© St. Petersburg Times, published September 15, 2001
ISLAMABAD, Pakistan -- President Pervez Musharraf and his senior military commanders, facing growing pressure from the United States, agreed Friday to meet U.S. demands for cooperation in efforts against Saudi fugitive Osama Bin Laden, according to senior government officials.
Pakistan's military leadership consented to opening Pakistani air space to possible missile attacks and aerial bombardment in Afghanistan, where the ruling Taleban militia is harboring bin Laden, the lead suspect in Tuesday's terrorist attacks on the United States. Officials also said they would share intelligence with the United States on bin Laden's operations and would attempt to tighten the illegal movement of fuel and other supplies across Pakistan's border with Afghanistan.
Pakistani officials said the United States had not requested permission to put troops in Pakistan but that the Pakistani military would adamantly oppose such a move.
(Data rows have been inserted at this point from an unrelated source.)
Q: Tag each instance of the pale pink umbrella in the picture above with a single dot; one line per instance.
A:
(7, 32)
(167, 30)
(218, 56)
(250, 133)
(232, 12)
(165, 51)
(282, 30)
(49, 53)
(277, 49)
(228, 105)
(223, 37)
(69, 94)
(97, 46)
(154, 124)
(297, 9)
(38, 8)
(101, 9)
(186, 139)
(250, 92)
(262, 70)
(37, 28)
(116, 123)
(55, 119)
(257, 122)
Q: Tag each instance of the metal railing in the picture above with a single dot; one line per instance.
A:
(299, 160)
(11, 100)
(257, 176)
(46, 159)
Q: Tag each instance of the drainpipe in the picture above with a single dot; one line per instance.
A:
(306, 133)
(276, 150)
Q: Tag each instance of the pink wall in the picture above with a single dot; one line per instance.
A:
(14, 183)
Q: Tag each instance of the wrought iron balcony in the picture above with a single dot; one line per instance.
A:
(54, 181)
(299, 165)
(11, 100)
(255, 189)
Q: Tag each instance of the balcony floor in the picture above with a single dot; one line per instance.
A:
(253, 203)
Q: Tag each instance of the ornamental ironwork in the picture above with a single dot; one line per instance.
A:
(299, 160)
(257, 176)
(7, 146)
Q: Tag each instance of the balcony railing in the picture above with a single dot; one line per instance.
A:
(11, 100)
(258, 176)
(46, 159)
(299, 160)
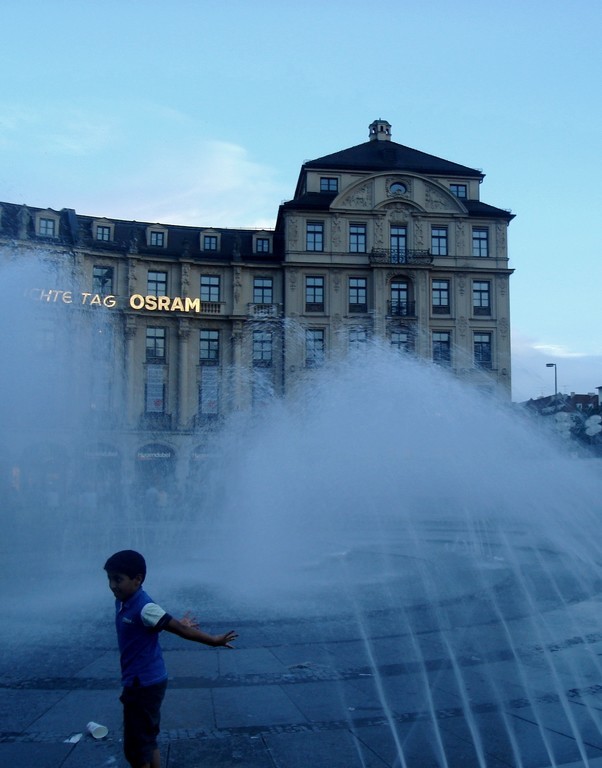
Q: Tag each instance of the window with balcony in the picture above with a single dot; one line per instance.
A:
(314, 294)
(210, 288)
(440, 297)
(400, 304)
(439, 241)
(314, 236)
(314, 347)
(442, 348)
(102, 280)
(358, 294)
(156, 283)
(209, 347)
(103, 232)
(482, 350)
(157, 238)
(481, 297)
(480, 242)
(398, 240)
(47, 227)
(357, 238)
(329, 184)
(459, 190)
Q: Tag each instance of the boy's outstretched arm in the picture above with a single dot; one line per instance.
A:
(190, 632)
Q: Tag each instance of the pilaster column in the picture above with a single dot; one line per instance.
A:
(183, 337)
(131, 329)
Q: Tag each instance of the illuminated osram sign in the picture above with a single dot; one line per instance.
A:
(136, 302)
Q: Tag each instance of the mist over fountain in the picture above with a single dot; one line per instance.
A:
(432, 544)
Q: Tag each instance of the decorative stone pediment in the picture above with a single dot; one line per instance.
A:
(359, 197)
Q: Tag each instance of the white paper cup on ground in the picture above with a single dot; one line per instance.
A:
(97, 730)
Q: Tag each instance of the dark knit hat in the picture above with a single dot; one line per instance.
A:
(127, 561)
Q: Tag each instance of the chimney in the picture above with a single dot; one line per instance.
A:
(380, 130)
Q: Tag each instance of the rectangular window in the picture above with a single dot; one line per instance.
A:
(459, 190)
(358, 294)
(398, 243)
(157, 238)
(156, 283)
(442, 347)
(401, 339)
(314, 294)
(357, 238)
(263, 290)
(155, 344)
(482, 350)
(210, 288)
(480, 242)
(102, 280)
(329, 184)
(314, 347)
(439, 241)
(440, 294)
(314, 237)
(262, 349)
(154, 389)
(209, 348)
(481, 297)
(209, 392)
(47, 227)
(357, 338)
(400, 304)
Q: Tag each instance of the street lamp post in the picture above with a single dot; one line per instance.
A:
(553, 365)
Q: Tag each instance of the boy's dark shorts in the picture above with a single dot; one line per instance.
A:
(141, 721)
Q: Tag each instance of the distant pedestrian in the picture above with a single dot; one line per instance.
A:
(143, 674)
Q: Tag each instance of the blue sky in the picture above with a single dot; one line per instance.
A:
(202, 113)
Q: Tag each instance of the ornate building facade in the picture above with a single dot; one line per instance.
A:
(180, 326)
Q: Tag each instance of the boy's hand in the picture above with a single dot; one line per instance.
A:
(189, 621)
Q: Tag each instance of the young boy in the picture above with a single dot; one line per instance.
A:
(143, 674)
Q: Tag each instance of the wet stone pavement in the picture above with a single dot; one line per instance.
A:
(313, 693)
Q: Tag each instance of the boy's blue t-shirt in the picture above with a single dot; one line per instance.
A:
(138, 622)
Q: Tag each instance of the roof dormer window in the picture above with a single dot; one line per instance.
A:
(103, 230)
(210, 240)
(156, 236)
(459, 190)
(262, 242)
(329, 184)
(47, 224)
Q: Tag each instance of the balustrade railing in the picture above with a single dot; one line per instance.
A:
(400, 256)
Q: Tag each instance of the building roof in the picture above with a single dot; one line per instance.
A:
(76, 230)
(377, 156)
(321, 201)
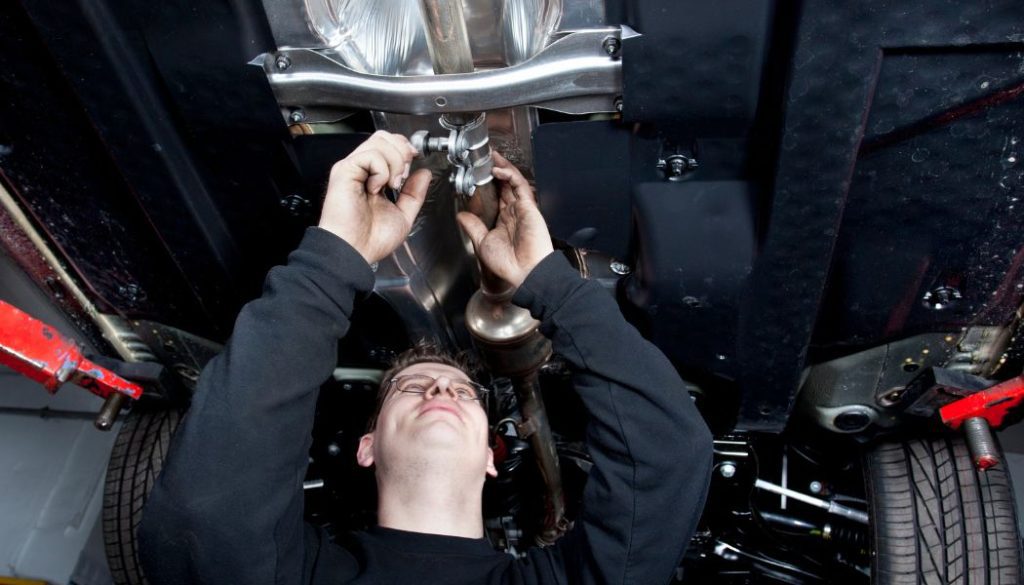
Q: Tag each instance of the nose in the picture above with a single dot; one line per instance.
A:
(442, 385)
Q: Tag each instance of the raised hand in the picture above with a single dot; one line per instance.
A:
(355, 208)
(520, 239)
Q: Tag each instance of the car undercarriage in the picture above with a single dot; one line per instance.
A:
(811, 208)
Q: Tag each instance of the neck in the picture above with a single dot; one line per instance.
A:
(430, 497)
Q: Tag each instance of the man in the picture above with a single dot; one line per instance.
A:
(227, 507)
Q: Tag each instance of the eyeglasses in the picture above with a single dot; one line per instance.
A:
(421, 384)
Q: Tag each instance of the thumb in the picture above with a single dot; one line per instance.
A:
(473, 227)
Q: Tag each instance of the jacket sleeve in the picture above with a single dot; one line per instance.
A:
(651, 450)
(227, 506)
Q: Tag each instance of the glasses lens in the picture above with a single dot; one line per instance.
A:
(417, 384)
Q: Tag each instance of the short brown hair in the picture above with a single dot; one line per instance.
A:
(422, 352)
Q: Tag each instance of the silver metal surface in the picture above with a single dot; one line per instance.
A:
(980, 442)
(526, 28)
(498, 323)
(312, 484)
(448, 39)
(572, 75)
(469, 153)
(620, 268)
(830, 507)
(357, 375)
(372, 36)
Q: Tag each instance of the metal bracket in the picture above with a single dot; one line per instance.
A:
(573, 75)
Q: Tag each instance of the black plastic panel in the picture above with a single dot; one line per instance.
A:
(696, 65)
(696, 247)
(935, 200)
(582, 171)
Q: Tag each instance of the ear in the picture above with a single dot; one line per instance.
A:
(491, 469)
(365, 454)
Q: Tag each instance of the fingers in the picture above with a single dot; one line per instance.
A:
(369, 167)
(506, 171)
(413, 195)
(473, 227)
(396, 152)
(404, 148)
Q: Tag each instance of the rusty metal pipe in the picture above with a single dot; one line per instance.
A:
(537, 428)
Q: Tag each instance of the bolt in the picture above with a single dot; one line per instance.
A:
(894, 395)
(941, 297)
(620, 267)
(611, 46)
(295, 204)
(130, 292)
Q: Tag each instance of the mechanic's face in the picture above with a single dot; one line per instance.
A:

In addition, the generals would not allow the military to participate in any attacks against Afghanistan, officials said.
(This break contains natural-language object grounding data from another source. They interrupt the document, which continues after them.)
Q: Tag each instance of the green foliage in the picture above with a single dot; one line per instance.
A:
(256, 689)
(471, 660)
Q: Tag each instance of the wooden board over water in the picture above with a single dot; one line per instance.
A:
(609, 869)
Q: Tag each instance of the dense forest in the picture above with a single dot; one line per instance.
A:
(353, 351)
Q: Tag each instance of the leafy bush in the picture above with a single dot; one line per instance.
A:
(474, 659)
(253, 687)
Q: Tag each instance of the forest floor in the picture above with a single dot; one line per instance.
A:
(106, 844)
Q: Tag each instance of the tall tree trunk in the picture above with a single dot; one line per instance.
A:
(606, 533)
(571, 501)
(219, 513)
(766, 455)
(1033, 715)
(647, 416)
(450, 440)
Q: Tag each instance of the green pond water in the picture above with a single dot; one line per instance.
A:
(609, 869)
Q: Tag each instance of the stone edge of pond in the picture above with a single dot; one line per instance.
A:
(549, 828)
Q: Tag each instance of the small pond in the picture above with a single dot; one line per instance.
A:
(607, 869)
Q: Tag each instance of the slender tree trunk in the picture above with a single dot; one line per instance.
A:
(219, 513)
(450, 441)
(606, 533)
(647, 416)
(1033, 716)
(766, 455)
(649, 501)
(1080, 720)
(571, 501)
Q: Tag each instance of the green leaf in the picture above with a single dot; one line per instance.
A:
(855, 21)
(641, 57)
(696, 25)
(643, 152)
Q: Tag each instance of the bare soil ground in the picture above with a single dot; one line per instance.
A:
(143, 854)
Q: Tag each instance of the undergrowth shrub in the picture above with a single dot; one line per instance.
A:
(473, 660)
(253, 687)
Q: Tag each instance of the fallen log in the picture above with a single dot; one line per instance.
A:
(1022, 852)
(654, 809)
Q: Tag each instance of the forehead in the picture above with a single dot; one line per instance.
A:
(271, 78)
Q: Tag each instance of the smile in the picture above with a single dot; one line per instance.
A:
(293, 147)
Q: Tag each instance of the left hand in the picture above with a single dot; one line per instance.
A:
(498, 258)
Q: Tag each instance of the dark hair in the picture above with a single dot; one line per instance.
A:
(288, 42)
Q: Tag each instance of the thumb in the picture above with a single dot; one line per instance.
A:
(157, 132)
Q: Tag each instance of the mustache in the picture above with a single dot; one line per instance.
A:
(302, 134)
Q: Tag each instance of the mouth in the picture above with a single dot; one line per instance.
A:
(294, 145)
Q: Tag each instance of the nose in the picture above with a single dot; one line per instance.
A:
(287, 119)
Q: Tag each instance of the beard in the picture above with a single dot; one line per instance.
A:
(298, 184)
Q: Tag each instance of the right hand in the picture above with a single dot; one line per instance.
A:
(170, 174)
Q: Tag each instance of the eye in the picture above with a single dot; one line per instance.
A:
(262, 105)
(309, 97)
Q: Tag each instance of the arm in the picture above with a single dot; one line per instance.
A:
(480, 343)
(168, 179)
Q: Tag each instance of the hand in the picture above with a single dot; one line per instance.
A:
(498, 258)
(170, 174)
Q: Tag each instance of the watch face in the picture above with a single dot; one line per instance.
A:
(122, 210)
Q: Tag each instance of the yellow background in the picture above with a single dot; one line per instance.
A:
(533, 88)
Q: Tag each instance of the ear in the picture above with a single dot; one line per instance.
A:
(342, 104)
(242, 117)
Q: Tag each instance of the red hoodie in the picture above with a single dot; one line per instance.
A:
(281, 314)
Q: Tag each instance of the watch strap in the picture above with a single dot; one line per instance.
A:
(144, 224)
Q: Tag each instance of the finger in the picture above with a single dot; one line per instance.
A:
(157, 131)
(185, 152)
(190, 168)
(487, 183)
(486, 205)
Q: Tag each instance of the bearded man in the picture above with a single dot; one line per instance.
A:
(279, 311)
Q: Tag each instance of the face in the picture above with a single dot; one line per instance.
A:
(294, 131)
The agreements, reached in a four-hour meeting of Musharraf and the top military leadership, came after pointed debate over the potential for cooperation with United States causing a violent domestic backlash from religious groups and others inside Pakistan who support the Taleban, the Washington Post reported, citing senior government officials familiar with the discussions.
While most of the requests from the United States so far are not considered excessively sensitive for Pakistan, the leadership's prompt agreement sets a cooperative tone for negotiations that could become far more volatile as the United States develops more fully plans for retaliation against bin Laden and his operations in Afghanistan.
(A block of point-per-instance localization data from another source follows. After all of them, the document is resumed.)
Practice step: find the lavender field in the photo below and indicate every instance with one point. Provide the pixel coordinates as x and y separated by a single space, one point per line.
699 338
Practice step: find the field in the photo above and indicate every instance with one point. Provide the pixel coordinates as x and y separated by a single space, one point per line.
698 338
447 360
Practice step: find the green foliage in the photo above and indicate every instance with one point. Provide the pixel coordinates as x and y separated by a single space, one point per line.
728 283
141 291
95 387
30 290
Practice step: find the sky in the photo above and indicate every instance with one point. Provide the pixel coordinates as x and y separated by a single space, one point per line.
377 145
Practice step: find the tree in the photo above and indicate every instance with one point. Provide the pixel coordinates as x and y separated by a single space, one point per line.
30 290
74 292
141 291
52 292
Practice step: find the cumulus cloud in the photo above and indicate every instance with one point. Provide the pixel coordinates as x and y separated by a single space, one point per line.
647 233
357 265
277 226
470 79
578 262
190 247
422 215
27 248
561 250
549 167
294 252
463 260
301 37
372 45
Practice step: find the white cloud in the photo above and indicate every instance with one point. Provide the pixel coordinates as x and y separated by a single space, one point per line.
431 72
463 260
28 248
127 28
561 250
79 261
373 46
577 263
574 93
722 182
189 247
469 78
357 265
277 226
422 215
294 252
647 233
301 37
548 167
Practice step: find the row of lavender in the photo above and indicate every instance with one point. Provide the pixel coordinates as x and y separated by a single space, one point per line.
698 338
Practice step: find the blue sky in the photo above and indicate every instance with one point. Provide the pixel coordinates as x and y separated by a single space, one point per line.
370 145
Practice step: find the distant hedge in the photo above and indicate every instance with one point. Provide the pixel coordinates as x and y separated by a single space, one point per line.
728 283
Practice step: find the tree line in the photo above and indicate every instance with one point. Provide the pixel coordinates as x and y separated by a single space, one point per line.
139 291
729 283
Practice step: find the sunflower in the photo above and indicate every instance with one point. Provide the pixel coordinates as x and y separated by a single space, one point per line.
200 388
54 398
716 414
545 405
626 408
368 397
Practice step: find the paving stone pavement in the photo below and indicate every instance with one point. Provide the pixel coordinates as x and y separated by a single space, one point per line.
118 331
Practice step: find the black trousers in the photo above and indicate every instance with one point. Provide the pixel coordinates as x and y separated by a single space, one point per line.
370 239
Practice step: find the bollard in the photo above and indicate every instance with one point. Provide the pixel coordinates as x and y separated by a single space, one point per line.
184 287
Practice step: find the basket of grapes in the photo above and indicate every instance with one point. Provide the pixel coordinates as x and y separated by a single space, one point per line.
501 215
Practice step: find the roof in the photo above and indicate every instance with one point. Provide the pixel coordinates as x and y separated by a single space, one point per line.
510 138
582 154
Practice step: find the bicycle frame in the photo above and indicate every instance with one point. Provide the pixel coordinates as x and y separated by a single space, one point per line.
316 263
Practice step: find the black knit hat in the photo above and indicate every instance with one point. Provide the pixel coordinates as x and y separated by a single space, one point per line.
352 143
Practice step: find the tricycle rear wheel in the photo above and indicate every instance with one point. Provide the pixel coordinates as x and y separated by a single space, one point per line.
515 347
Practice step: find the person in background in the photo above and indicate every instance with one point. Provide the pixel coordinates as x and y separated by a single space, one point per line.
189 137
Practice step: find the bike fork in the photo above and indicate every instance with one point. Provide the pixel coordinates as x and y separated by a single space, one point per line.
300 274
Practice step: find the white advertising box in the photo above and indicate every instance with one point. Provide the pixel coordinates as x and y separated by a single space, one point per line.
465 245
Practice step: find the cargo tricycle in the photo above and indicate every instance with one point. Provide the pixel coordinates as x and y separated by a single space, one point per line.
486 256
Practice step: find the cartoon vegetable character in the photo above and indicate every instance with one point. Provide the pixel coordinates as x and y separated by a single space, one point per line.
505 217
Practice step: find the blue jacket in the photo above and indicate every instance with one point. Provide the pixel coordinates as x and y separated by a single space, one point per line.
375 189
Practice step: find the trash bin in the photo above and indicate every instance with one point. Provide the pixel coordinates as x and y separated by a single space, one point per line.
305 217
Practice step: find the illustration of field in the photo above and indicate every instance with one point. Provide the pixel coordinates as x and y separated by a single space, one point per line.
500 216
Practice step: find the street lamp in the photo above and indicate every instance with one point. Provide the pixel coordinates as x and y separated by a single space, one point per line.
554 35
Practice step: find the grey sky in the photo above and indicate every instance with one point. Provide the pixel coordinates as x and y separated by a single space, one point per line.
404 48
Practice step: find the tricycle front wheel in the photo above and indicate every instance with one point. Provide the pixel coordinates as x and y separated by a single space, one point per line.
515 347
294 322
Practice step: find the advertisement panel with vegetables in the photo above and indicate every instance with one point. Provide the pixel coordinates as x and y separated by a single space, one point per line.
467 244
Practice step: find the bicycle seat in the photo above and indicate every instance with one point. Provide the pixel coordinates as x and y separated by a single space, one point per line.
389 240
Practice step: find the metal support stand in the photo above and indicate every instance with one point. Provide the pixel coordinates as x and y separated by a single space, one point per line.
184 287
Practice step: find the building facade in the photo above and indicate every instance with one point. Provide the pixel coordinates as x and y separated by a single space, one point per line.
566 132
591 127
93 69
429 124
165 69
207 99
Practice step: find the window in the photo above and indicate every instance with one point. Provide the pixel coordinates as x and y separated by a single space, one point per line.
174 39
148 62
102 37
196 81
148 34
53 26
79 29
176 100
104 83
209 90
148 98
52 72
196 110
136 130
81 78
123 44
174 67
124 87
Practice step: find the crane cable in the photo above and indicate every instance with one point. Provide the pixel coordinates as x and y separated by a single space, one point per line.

The discussions between U.S. and Pakistani authorities -- including telephone calls from Secretary of State Colin Powell to Musharraf -- mark a new urgency to years-long efforts by the United States to push Pakistan into taking greater action against bin Laden and his Taleban supporters.
Pakistani officials also have asked the Taleban's leader, Mohammad Omar, to surrender bin Laden, the Post reported, quoting a senior Pakistani official. The Pakistanis reportedly told Taleban authorities that giving up bin Laden could possibly defuse U.S. threats of retaliation against their extremist Islamic movement.
The Taleban's envoy to Pakistan, reading a statement on behalf of Omar on Friday, continued to insist that bin Laden had no role in Tuesday's terrorist attacks against the World Trade Center in New York and the Pentagon.
During Musharraf's emergency session with the army's senior corps commanders, many of the generals expressed concerns that supporting the United States in operations against bin Laden could result in a serious civil backlash in Pakistan, where the Taleban enjoys strong public support.